WHEELING, Ill. (WLS) -- Gov. Bruce Rauner welcomed a new company to Illinois on Tuesday - something that doesn't happen enough in a state where the unemployment rate is above the national average.
But a lawmaker questioned whether the governor's rhetoric pushing his turnaround agenda is helping or hurting.
At the ribbon-cutting for the new Richelieu Foods plant in Wheeling, Gov. Bruce Rauner and Rep. Robert Dold scored political points with a new employer.
"Every day in our administration we're working hard to recruit great companies like Richelieu to grow and invest here," Rauner said.
"Our advantages in terms of top quality talent and a workforce was one of the big attractions to come to the 10th District," Dold said.

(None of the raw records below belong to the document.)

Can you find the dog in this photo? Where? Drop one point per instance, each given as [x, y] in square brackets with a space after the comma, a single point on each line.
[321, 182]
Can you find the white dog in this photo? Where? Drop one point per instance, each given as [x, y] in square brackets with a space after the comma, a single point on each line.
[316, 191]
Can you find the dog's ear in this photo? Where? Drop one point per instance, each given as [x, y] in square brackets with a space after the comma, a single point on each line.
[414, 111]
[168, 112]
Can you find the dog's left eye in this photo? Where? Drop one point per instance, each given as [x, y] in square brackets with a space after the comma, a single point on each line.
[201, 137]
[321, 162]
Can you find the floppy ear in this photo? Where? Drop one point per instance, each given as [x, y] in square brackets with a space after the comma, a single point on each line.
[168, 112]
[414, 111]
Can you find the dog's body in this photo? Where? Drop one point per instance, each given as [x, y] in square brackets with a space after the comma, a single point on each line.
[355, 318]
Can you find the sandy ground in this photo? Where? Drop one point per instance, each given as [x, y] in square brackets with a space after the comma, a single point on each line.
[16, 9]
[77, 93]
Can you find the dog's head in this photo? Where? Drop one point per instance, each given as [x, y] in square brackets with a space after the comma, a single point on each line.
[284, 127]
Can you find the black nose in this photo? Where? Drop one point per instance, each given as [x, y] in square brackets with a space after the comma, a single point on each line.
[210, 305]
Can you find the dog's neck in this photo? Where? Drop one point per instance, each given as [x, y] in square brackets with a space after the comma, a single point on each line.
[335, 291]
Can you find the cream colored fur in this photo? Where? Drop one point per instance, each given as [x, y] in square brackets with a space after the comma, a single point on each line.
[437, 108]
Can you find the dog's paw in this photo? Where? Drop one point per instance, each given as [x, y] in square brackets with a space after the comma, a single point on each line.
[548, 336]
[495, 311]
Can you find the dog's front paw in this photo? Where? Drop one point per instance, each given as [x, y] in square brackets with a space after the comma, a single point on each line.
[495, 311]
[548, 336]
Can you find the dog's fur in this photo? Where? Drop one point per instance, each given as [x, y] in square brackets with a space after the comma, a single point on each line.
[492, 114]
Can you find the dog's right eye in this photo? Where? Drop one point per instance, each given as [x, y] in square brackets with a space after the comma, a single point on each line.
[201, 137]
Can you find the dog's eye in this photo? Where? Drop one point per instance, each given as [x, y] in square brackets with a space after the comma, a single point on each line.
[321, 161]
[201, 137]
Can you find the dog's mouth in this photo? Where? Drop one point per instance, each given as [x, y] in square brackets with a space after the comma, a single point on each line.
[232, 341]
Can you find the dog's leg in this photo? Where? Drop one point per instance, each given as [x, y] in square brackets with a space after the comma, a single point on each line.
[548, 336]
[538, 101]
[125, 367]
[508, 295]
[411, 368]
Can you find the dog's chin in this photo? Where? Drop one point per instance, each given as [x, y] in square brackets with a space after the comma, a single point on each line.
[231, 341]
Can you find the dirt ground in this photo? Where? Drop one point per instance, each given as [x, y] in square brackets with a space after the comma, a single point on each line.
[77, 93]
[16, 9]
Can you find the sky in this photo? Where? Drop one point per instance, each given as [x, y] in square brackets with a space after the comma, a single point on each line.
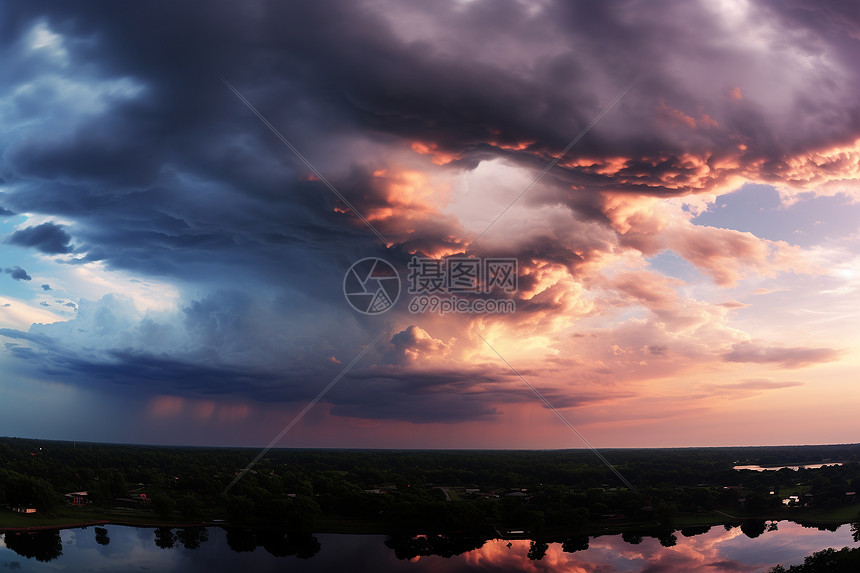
[184, 188]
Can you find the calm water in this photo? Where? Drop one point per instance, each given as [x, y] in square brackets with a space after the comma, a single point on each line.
[795, 468]
[118, 548]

Richelieu - which makes frozen pizzas, salad dressings and sauces - gets a Cook County property tax break to repurpose the 115,000-square-foot building vacated in 2013 by the Orval Kent Food Company.
"When the Wheeling facility is fully operational by the end of the year we will have just north of a hundred employees at the facility," said Tim O'Connor, Richelieu Foods.

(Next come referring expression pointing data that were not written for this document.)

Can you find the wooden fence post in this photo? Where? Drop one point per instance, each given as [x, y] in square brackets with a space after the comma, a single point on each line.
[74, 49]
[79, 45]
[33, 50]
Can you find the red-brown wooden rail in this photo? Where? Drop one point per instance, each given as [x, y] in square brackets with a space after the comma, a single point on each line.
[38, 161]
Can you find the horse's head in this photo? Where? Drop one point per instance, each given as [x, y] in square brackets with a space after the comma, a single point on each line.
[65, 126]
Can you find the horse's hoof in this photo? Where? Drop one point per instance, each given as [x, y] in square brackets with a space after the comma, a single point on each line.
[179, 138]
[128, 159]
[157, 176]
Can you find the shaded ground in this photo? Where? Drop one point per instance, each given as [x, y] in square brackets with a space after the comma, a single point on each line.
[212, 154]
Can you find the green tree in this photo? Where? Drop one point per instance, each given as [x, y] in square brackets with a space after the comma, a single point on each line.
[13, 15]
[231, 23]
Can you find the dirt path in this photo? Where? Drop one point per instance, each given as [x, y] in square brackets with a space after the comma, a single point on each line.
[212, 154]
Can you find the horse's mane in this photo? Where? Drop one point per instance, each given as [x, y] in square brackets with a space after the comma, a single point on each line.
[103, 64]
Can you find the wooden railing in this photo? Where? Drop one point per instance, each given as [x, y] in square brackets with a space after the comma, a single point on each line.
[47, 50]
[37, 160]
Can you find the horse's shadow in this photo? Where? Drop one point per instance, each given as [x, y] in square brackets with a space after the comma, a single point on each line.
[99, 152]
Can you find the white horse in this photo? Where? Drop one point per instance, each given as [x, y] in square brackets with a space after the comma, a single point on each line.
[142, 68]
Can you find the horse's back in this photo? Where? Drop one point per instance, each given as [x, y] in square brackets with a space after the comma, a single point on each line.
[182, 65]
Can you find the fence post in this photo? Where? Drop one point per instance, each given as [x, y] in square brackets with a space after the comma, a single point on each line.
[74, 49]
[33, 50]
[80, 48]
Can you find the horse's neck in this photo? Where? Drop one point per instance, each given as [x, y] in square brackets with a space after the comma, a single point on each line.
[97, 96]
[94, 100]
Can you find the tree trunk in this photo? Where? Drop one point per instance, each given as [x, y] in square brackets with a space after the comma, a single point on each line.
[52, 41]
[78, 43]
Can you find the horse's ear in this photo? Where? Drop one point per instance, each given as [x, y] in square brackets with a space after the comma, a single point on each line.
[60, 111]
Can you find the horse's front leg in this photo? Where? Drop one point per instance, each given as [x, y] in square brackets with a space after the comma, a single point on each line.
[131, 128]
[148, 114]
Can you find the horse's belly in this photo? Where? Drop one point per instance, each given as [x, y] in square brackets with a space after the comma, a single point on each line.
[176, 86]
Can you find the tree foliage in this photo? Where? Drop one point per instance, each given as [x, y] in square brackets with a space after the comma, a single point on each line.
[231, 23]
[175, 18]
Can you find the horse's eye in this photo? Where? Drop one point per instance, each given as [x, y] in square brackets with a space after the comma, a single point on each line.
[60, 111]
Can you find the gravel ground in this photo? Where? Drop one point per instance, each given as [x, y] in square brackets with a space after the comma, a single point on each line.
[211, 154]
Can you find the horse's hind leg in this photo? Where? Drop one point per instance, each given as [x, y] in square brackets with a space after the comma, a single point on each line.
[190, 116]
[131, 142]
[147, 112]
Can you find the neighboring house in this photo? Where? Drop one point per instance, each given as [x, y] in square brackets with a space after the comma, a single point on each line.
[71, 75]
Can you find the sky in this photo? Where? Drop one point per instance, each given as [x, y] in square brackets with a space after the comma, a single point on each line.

"I think we can do more of selling ourselves rather than selling ourselves short," said State Rep. Elaine Nekritz.
Nekritz - one of the Democrats at the ribbon-cutting - aimed her comment at Rauner, who has spent much of his first term criticizing the state's business climate. Nekritz said companies like Richelieu will respond if Illinois does a better job selling itself.
"A lot of states take advantage of the fact that they can point the finger at us and say 'see how bad they are'. Again, we need to do better but we also need to do better at promoting ourselves," Nekritz said.
But the governor warned that announcements like this do not happen often enough.
"We should have far more. Too often, when we have a good announcement we also have announcements of folks leaving or moving to another state," Rauner said.
Rauner has not relented on his remaining turnaround agenda points, which include property tax relief and workers compensation reform. By the way, there are big signs outside the Wheeling plants saying there are still jobs available.